OK, I'll do my part:
WHY ST. PATRICK'S DAY IS CELEBRATED EACH YEAR IN AMERICA
The reason the Irish celebrate St. Patrick's Day is because this is when St. Patrick drove the Norwegians out of Ireland. It seems that some centuries ago, many Norwegians came to Ireland to escape the bitterness of the Norwegian winter. Ireland was having a famine at the time, and food was scarce. The Norwegians were eating almost all the fish caught in the area, leaving the Irish with nothing to eat but potatoes. St. Patrick, taking matters into his own hands, as most Irishmen do, decided the Norwegians had to go. Secretly, he organized the Irish IRATRION (Irish Republican Army to Rid Ireland of Norwegians) Irish members of IRATRION passed a law in Ireland that prohibited merchants from selling ice boxes or ice to the Norwegians, in hopes that their fish would spoil. This would force the Norwegians to flee to a colder climate where their fish would keep. Well, the fish spoiled, all right, but the Norwegians, as everyone knows today, thrive on spoiled fish. So, faced with failure, the desperate Irishmen sneaked into the Norwegian fish storage caves in the dead of night and sprinkled the rotten fish with lye, hoping to poison the Norwegian invaders. But, as everyone knows, the Norwegians thought this only added to the flavor of the fish, and they liked it so much they decided to call it "lutefisk", which is Norwegian for "luscious fish".
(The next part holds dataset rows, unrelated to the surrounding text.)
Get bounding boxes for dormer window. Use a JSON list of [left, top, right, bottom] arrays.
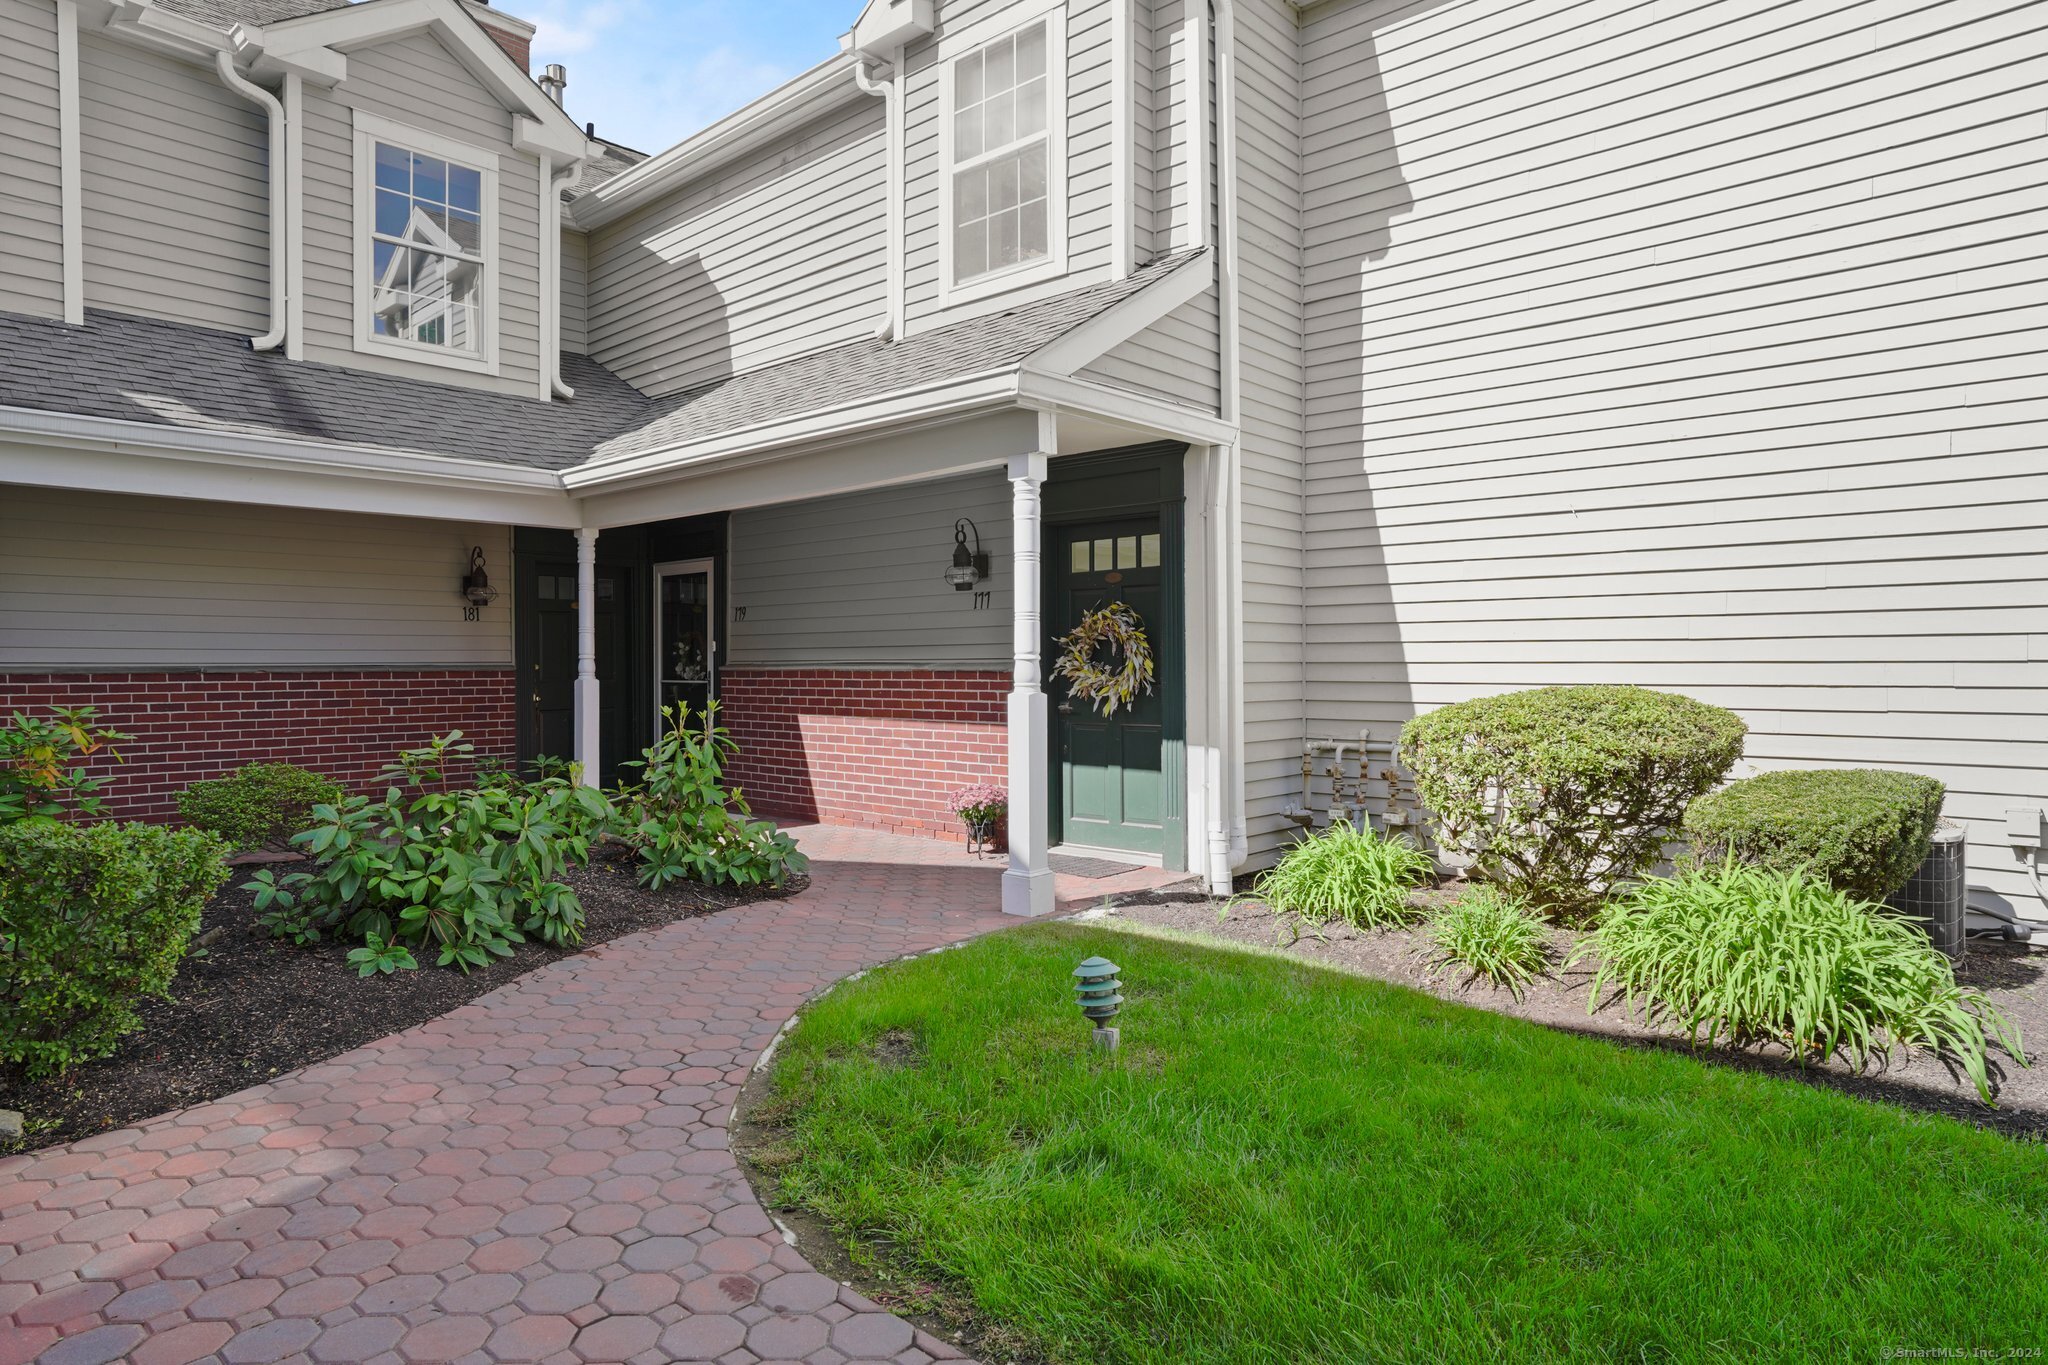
[[352, 114, 500, 374], [941, 9, 1066, 302]]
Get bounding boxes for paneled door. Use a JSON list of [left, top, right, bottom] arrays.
[[526, 562, 628, 780], [1051, 518, 1167, 856], [654, 559, 715, 728]]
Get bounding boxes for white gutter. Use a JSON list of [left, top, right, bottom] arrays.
[[0, 404, 570, 490], [851, 58, 904, 342], [575, 54, 861, 229], [212, 50, 287, 352], [1214, 0, 1248, 871]]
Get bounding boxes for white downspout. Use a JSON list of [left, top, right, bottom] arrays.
[[1214, 0, 1248, 870], [852, 57, 903, 342], [546, 157, 578, 399], [213, 51, 286, 353], [55, 0, 82, 325]]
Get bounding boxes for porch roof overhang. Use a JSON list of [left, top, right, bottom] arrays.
[[0, 403, 582, 527], [568, 368, 1236, 529]]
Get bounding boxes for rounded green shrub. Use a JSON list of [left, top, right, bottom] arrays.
[[176, 762, 343, 850], [1574, 860, 2021, 1105], [1246, 819, 1434, 930], [1398, 685, 1747, 916], [1682, 768, 1944, 901], [0, 821, 230, 1077]]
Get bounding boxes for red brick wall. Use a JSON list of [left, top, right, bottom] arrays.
[[720, 668, 1008, 840], [0, 670, 517, 822], [479, 22, 532, 72]]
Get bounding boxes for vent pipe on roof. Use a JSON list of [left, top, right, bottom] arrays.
[[539, 63, 567, 106]]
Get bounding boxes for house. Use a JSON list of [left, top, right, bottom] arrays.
[[1, 0, 2041, 927]]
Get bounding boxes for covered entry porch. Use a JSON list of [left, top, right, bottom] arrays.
[[551, 402, 1242, 915]]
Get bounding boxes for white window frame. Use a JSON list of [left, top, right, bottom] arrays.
[[937, 0, 1067, 307], [351, 110, 501, 377]]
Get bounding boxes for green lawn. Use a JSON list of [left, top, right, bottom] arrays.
[[754, 923, 2048, 1365]]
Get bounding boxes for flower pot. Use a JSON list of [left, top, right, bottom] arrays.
[[963, 816, 1005, 858]]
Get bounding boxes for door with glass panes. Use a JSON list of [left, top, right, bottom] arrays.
[[654, 561, 714, 728]]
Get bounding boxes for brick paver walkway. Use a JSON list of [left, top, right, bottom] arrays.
[[0, 825, 1046, 1365]]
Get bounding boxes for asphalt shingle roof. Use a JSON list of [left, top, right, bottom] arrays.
[[152, 0, 348, 26], [0, 310, 652, 472], [592, 248, 1210, 462], [568, 140, 647, 197], [0, 249, 1209, 477]]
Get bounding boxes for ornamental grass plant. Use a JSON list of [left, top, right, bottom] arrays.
[[1246, 819, 1433, 930], [1425, 885, 1552, 999], [1574, 860, 2024, 1104]]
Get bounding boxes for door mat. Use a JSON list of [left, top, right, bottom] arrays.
[[1049, 853, 1144, 879]]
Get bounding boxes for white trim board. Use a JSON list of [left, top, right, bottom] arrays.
[[0, 407, 578, 527], [571, 55, 863, 230], [1023, 249, 1213, 378]]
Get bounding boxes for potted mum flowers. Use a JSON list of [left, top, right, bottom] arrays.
[[949, 784, 1008, 857]]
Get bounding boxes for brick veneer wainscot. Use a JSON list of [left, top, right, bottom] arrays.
[[719, 668, 1008, 841], [0, 670, 517, 822]]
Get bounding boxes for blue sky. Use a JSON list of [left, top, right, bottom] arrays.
[[520, 0, 858, 154]]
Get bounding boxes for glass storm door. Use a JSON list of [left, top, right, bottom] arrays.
[[655, 560, 714, 727], [1052, 518, 1166, 856]]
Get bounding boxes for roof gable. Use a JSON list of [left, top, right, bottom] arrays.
[[248, 0, 588, 159]]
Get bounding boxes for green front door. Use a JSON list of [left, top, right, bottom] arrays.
[[1051, 517, 1168, 856]]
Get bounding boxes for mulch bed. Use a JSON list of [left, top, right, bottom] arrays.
[[0, 845, 805, 1155], [1099, 887, 2048, 1140]]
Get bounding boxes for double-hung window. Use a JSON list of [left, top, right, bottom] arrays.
[[944, 12, 1064, 298], [354, 114, 497, 373]]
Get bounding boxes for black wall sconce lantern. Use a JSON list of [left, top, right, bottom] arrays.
[[461, 546, 500, 608], [945, 518, 990, 591]]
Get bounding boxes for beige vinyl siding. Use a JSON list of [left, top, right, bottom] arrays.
[[585, 99, 887, 399], [1143, 0, 1202, 256], [1231, 0, 1307, 862], [1130, 0, 1160, 258], [727, 471, 1012, 669], [1299, 0, 2048, 904], [1076, 3, 1221, 495], [299, 31, 544, 397], [561, 226, 589, 354], [901, 0, 1122, 332], [76, 33, 270, 334], [1081, 282, 1221, 409], [0, 488, 511, 668], [0, 0, 64, 319]]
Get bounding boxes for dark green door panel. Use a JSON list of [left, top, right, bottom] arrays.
[[1052, 517, 1168, 856]]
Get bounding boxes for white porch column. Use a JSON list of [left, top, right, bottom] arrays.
[[1003, 449, 1056, 917], [573, 527, 600, 788]]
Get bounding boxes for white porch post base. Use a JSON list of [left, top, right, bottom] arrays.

Matters became even worse for the Irishmen when the Norwegians started taking over the Irish potato crop and making something called "lefse". Poor St. Patrick was at his wit's end, and finally on March 17th, he blew his top and told all the Norwegians to "GO TO HELL". So they all got in their boats and emigrated to Minnesota, the only other place on earth where smelly fish, old potatoes and plenty of cold weather can be found in abundance.
The End.
Another one:
Uff da!
You may need to be from Wisconsin or the U.P. of Michigan to appreciate this story.
The year is 2016 and the United States has just elected the first woman president, who happens to be from Wisconsin. A few days after the election the president-elect, whose name is Susan, calls her Father, Ole, and says, 'So, Dad , I assume you will be coming to my inauguration?'
'I don't tink so. It's an 18 hour drive."
'Don't worry about it Dad, I'll send Air Force One.. And a limousine will pick you up at your door.'
'I don't know. Everybody will be so fancy. Vhat would your mother vear?'
Oh Dad ," replies Susan, 'I'll make sure she has a wonderful gown custom- made by the best designer in Washington ..'
'Honey,' Ole complains, 'you know I can't eat dose rich foods you eat.' Do day serve tap beer ????
The President-to-be responds, 'Don't worry Dad. The entire affair will be handled by the best caterer in Washington; I'll ensure your meals are salt free. You and mom just have to be there.'
So Ole reluctantly agrees and on January 20, 2017, Susan is being sworn in as President of the United States. In the front row sits the new president's Dad and Mom. Dad noticing the senator sitting next to him leans over and whispers,
'You see dat woman over dare wit her hand on da Bible, becoming President of da United States?'
The Senator whispers back, 'You bet I do.'
Ole says proudly, "Her brother played football for da Green Bay Packers."